The dark eyes beam with a deeper tenderness, with a wealth of maternal devotion, with a world of maternal anxiety. The aurora, with its hazy glow, has disappeared, and now the sun shines brightly on the early day; yet through all the love, and all the care, and all the joy of her pure life, remains that radiant smile, the glorious creation of a glorious God, that awakens in man one sensation,—tranquillity. O man, with the joy of your own young love, O woman blessed with a remembrance of earlier days, is it needful I should say, Madame Althie Pontalba is the Little Blue Veil?
There were two visitors here an hour ago,—a lady and a gentleman. Whatever their lack of ostentation, there was an air of distinction about both that would strike the most casual observer.
The cabriolet was plain, but the horses showed the purest blood, and the harness and equipments a neatness one would not see in a day's ride. The gentleman was tall and stately, with a well-shaped aquiline nose, and a mustache and imperial pointed à la militaire; and the lady was petite and graceful, with a face of rare loveliness. The features of both told plainly of a great trial bravely endured. The lady entered alone. Her carriage and demeanor possessed all that quiet elegance which is only met with in the society of the great; but it was with no courtly speech she addressed the mistress of this quiet home. To twine her arms lovingly around that dear form, to draw it close to her bosom, to pour out, in a voice broken with tears, a burst of gratitude, was the mission. In moments when hearts are wrung, we do not practice our grand politeness. A noble life had been saved, a terrible calamity averted. The polished manner of the salon was dropped. A wife spoke, a woman listened. The visit was already a long one when Jean Palliot took charge of the equipage, and, on leaving, it was into his hand the gentleman thrust a roulette of Napoleons.

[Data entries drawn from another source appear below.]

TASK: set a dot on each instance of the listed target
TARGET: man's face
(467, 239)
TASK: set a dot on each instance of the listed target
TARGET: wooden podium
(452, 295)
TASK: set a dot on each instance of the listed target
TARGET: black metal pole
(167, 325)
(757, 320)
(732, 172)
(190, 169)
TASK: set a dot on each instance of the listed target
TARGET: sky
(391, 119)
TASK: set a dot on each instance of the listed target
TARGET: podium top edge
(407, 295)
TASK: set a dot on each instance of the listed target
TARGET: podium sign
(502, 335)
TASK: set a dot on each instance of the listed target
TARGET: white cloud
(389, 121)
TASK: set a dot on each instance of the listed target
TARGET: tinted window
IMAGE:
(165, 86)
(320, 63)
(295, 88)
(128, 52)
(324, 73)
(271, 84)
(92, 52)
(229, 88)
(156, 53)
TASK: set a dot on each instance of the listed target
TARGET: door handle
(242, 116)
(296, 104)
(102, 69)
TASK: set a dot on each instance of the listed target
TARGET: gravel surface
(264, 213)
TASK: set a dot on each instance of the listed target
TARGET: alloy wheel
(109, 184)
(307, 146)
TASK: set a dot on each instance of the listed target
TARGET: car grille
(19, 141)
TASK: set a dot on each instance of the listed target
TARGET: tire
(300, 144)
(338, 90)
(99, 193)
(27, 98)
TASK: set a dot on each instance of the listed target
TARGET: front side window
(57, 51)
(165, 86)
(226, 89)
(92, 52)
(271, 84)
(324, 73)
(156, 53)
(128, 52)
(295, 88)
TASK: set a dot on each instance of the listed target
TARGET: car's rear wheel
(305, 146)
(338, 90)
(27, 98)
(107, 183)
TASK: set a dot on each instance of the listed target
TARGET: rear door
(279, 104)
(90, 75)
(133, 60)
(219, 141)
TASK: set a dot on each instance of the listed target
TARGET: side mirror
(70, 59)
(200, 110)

"Sir," cried the indignant coachman, "a soldier of the Grand Army is not a beggar."
"It is not the gold, but the portraits of his commander I give the soldier of the Grand Army."
"Mon Dieu!" exclaimed the now affrighted veteran, "it is Napoleon!—Vive l'Empereur!"
Of the history of that attempt on the life of Napoleon, the world is fully informed. That, thanks to a fortunate warning, the Imperial coach was lined with boiler-iron, is well known. That warning, by direction of her husband, was written by Madame Althie Pontalba, and delivered by me.
That the destructive missiles were manufactured in Birmingham, England, our Minister Plenipotentiary has good cause to remember; but that they were smuggled into Paris in the guise of egg-plants, and deposited in the grass-plot in rear of house No. 30 of that now memorable street, I believe is still a mystery.
That Count Felice Orsini (the man executed) was concealed for weeks, is on record at the Prefecture; but that he assumed the position of a servant, and the name of Marcel, is not.